Bu mutlu çocukluk, gençlik yılları silinmez bir iz bırakmış Ayten’de; gerek resimlerinde, gerek karşılaştığınız zaman yüzünde, davranışlarında o güzel yılların güzel çiçeklerini rahatça görürsünüz.
“İlkokul öğretmenimiz yaptığımız resimler arasından beğendiklerini okulun çeşitli yerlerine asardı; koridorlara, öğretmen odasına, hattâ Müdür’ün odasına. Benim resimlerimi de beğenir o odaların duvarlarına asardı.”

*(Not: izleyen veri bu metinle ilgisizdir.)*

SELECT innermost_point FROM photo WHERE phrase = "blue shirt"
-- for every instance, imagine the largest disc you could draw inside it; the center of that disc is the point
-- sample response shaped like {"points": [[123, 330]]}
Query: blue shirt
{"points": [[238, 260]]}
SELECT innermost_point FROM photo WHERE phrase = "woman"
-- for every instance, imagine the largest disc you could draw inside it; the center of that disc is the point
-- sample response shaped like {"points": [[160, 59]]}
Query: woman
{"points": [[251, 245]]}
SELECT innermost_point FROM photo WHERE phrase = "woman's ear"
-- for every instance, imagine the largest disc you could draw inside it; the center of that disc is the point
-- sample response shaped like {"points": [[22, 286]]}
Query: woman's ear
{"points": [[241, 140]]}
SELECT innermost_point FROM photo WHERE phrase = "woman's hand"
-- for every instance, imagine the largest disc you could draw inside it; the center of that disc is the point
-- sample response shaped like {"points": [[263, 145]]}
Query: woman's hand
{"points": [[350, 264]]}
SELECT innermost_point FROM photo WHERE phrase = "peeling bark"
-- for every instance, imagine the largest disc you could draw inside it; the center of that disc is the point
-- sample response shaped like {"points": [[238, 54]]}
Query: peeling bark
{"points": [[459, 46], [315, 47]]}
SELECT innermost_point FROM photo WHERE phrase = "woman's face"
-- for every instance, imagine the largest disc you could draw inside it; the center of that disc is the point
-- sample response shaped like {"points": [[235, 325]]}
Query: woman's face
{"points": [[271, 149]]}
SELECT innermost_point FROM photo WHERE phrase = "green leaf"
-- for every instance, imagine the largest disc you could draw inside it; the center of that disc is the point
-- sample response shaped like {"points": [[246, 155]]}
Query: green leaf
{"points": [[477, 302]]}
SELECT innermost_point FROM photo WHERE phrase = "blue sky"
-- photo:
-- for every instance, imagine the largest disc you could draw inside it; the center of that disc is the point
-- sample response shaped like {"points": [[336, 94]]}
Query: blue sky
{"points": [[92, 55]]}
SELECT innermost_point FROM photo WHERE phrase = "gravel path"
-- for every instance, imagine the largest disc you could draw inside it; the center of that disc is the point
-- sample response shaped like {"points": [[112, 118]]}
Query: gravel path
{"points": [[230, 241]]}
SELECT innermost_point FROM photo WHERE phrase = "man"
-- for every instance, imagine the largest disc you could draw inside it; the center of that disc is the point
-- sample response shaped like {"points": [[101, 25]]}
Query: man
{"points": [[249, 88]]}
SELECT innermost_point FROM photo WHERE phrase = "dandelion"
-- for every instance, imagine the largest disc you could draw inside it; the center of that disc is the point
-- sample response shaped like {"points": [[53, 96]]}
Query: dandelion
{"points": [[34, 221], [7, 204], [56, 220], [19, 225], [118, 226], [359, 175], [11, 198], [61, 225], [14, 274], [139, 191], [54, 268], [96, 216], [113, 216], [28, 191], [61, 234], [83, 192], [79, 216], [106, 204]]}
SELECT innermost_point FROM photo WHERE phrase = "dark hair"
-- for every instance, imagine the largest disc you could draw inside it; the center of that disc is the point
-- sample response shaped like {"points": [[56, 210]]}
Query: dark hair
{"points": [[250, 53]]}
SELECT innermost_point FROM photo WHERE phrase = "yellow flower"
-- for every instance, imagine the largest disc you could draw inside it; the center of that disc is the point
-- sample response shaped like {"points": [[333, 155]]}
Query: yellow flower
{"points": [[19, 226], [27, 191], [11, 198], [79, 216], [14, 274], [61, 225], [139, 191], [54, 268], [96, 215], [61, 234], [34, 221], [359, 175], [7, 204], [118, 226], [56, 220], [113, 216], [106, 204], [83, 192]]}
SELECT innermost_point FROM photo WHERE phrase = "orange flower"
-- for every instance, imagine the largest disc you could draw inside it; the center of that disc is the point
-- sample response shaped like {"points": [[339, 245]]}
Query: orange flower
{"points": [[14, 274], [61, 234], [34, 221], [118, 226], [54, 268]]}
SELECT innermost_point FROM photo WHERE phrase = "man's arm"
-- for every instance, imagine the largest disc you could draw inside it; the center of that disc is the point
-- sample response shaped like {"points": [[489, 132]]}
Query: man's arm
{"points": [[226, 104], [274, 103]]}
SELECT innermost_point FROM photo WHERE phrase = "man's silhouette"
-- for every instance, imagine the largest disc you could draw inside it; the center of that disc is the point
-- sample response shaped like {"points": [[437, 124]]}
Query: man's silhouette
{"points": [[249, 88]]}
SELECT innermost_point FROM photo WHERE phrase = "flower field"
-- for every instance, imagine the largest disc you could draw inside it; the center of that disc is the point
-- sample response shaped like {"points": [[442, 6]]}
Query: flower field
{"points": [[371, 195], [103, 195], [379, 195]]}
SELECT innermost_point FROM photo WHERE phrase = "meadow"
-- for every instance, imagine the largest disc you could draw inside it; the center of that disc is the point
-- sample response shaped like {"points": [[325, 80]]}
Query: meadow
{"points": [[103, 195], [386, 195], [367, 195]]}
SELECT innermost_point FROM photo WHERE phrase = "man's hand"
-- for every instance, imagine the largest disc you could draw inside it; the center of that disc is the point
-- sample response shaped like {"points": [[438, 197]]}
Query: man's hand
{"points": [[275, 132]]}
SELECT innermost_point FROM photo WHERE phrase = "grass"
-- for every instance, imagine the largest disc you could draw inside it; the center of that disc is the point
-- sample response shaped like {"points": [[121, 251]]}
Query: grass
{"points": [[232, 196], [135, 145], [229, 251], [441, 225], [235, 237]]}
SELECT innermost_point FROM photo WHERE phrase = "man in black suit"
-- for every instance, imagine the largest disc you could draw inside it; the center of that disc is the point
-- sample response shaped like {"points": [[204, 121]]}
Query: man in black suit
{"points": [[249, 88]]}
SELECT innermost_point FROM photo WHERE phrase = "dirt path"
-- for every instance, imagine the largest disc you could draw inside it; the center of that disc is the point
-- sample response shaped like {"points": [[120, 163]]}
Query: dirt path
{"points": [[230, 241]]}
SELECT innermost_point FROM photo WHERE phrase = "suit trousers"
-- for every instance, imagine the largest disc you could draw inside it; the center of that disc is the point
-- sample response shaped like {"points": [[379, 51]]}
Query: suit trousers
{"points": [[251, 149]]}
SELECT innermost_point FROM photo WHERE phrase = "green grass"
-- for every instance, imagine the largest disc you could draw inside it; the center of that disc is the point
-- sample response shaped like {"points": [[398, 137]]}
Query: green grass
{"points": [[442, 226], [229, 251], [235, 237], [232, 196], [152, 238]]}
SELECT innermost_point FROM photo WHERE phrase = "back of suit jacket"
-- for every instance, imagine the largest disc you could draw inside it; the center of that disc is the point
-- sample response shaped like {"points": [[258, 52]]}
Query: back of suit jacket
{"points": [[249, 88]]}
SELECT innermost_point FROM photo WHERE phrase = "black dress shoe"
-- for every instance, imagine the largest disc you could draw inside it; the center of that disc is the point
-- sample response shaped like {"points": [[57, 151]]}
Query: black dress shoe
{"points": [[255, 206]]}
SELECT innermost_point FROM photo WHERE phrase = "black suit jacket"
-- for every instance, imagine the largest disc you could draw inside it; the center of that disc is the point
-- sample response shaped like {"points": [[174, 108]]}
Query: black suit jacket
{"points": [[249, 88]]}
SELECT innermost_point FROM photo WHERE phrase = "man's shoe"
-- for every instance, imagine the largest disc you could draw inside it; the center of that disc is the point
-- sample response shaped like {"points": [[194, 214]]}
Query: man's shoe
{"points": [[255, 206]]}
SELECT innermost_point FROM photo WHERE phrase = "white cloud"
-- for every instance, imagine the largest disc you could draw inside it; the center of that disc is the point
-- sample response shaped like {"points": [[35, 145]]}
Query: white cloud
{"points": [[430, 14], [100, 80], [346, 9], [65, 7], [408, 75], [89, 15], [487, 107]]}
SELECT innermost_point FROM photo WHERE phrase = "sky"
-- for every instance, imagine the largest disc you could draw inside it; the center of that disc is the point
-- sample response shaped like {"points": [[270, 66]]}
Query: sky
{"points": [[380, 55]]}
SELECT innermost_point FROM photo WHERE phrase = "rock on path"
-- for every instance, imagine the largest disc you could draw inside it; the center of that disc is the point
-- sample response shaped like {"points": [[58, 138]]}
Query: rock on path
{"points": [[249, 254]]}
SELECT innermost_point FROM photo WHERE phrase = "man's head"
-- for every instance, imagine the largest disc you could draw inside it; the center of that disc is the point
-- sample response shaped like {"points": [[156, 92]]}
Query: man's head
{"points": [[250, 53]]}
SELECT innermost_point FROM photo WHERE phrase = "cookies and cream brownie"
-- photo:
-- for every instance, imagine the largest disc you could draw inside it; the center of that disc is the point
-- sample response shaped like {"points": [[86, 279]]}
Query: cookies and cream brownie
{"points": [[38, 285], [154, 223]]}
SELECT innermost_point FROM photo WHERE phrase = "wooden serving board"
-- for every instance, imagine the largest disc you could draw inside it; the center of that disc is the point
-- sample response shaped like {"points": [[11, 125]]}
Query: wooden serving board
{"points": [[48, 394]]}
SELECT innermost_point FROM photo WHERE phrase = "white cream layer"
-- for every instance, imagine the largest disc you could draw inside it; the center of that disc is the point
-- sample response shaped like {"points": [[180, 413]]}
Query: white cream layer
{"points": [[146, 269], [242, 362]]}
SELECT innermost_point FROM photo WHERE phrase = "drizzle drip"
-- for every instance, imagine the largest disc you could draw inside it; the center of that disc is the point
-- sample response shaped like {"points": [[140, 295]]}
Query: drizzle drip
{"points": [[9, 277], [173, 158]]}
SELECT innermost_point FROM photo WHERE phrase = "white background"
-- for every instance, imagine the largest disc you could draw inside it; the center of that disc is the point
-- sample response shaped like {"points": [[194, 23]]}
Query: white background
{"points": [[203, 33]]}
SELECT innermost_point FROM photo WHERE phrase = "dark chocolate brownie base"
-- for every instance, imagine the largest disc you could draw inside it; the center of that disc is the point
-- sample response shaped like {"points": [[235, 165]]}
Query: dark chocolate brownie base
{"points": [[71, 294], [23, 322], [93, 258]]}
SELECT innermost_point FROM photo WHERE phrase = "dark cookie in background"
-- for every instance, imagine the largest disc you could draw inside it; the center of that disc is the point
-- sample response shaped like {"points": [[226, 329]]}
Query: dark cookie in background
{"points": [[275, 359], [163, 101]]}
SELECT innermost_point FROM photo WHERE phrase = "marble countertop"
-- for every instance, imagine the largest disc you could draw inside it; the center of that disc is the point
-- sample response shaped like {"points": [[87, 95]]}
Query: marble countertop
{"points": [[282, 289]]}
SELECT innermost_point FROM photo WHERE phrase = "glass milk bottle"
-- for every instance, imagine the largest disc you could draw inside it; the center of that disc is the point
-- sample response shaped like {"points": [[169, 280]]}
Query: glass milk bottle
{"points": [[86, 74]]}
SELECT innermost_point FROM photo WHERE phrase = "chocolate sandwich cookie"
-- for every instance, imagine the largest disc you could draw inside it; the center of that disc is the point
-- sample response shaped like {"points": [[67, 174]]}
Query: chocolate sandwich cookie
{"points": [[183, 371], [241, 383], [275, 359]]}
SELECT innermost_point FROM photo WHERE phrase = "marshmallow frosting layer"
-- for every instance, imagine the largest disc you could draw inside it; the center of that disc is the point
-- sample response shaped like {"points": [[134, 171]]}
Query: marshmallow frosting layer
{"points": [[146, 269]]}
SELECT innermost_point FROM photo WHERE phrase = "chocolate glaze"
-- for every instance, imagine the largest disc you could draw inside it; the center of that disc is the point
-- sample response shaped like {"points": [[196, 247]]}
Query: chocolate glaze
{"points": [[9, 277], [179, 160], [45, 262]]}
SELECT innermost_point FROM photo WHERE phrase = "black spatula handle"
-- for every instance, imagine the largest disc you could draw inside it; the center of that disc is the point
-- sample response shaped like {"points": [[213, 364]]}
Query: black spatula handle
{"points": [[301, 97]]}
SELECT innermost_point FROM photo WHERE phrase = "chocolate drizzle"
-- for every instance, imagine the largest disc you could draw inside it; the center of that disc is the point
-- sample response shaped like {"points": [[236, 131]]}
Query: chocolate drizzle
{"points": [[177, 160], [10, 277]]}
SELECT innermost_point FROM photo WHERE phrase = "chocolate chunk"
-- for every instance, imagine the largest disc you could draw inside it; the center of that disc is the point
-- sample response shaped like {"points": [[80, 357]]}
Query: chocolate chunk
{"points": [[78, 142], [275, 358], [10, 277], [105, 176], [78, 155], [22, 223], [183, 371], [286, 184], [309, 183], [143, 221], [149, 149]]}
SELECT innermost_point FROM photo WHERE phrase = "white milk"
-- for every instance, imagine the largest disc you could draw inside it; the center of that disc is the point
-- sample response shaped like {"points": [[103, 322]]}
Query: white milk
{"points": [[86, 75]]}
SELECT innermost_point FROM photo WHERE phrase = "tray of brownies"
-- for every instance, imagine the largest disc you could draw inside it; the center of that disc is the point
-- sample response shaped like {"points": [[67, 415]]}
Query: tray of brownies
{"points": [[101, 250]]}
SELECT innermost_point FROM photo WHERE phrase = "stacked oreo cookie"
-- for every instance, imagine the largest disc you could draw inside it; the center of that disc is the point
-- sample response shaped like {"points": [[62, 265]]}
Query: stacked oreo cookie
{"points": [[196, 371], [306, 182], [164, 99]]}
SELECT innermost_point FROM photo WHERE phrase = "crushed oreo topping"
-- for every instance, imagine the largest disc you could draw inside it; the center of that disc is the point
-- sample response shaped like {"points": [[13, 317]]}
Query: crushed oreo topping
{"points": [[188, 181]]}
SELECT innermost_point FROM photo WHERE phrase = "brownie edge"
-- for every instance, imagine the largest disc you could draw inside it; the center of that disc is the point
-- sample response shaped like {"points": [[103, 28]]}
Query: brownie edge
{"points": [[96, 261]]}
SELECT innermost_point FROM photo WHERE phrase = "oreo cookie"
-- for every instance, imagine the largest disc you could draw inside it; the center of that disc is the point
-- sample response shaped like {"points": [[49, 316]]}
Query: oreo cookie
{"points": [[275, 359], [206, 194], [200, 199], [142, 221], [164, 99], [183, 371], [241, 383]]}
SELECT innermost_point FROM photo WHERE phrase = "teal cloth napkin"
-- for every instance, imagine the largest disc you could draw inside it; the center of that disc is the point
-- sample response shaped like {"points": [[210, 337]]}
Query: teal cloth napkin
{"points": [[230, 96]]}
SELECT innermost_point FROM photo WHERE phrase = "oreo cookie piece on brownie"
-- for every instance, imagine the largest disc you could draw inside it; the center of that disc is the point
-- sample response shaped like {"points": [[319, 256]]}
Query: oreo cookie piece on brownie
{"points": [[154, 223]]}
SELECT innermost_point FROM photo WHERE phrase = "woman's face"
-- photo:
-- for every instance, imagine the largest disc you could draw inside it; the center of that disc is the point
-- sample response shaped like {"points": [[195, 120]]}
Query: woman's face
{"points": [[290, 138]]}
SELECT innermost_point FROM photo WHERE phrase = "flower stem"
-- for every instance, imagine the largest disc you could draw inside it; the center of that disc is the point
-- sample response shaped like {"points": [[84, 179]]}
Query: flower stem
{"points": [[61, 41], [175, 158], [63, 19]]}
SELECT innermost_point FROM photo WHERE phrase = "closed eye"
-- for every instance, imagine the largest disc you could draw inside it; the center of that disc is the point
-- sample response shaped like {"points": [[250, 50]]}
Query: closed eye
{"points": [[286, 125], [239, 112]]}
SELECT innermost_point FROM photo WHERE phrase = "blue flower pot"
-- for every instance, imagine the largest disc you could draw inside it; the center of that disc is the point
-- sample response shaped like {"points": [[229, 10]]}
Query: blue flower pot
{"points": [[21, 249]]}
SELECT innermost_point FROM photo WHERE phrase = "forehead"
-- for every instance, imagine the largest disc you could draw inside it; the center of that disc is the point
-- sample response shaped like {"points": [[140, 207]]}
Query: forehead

“Bir müsamereye hazırlanıyorduk. Ben ressam olmuştum, bir arkadaş ziraat mühendisi, bir diğeri de mimar. Gerçekten de ilerde o mesleklerde yer aldık. Öğretmenimin sezgileri çok kuvvetli olmalıydı. Benim ressam olabilecek yetenekte olduğumu anlamıştı.”
Sizin anlayacağınız, Demokritos’un “rastlantı ve gereklilik” ikilisi Ayten’in yazgısını çok erken saptamışlar. Sonra talih de yardım etmiş, Akademi eğitimi gelmiş. Adnan Çoker'in öğrencisi olmuş.
“Adnan Bey, öğretmek için pervane gibi çırpınan bir hocaydı. Beraber sergilere giderdik. Sergide yer alan resimler üzerinde yorumlar yapar, tartışmaya açardı. Saatler yetmezdi. Yolda bile bir şeyler anlatmaya çalışırdı. Ertesi yıl atölyelere dağıldığımızda da bizlerden kopmadı. Yardımcı olmak istedi. Hattâ kompozisyon konusunda, haftanın belirli günlerinde boş bir sınıfta dersler de verirdi.”
Derken, 1968’de sanatın başkentlerinden Viyana’ya gitmeye karar verir.
“Viyana’daki araştırmalarımda hep yalınlık üzerinde durdum. Düşünceyi en yalın biçimde göstermek istiyordum. Biçimde, renk ve çizgi aynı değerde öğeler olarak görünmeliydi. Tek tual ve tek nesneyle sanatsal mesajlar verebilme üzerinde çalıştım.”
Doğrusu, daha işin başında kendine saptadığı ereğe ulaşmış Aytan; gerek 12 Nisan’da Akim’de açacağı sergide, gerek oradan alabileceğiniz kitabında çeşitli dönemlerde işlediği vazolara, kır görünümlerine, Boğaz resimlerine bakınca bunu siz de göreceksiniz.
Onun yapıtlarında günümüzün, çağımızın sorunları, dertleri, savaşları, kıyımları yok; bu allak bullak dünyada yaşayan insanlar da yok. Aytan Yetiş Doğu, kusursuz bir masal dünyasında yaşamayı, onu yansıtmayı seçmiş, göremediğim içinde fırtınalar kopsa da.
Sanat sığınıp şöyle bir soluk alacağımız dingin bir vâhaysa, Ayten’in dört dörtlük bir vâha yarattığı açık.
Sağol canım, masal da olsa, düş de olsa, insan kardeşlerine bu vâhayı hazırladığın için!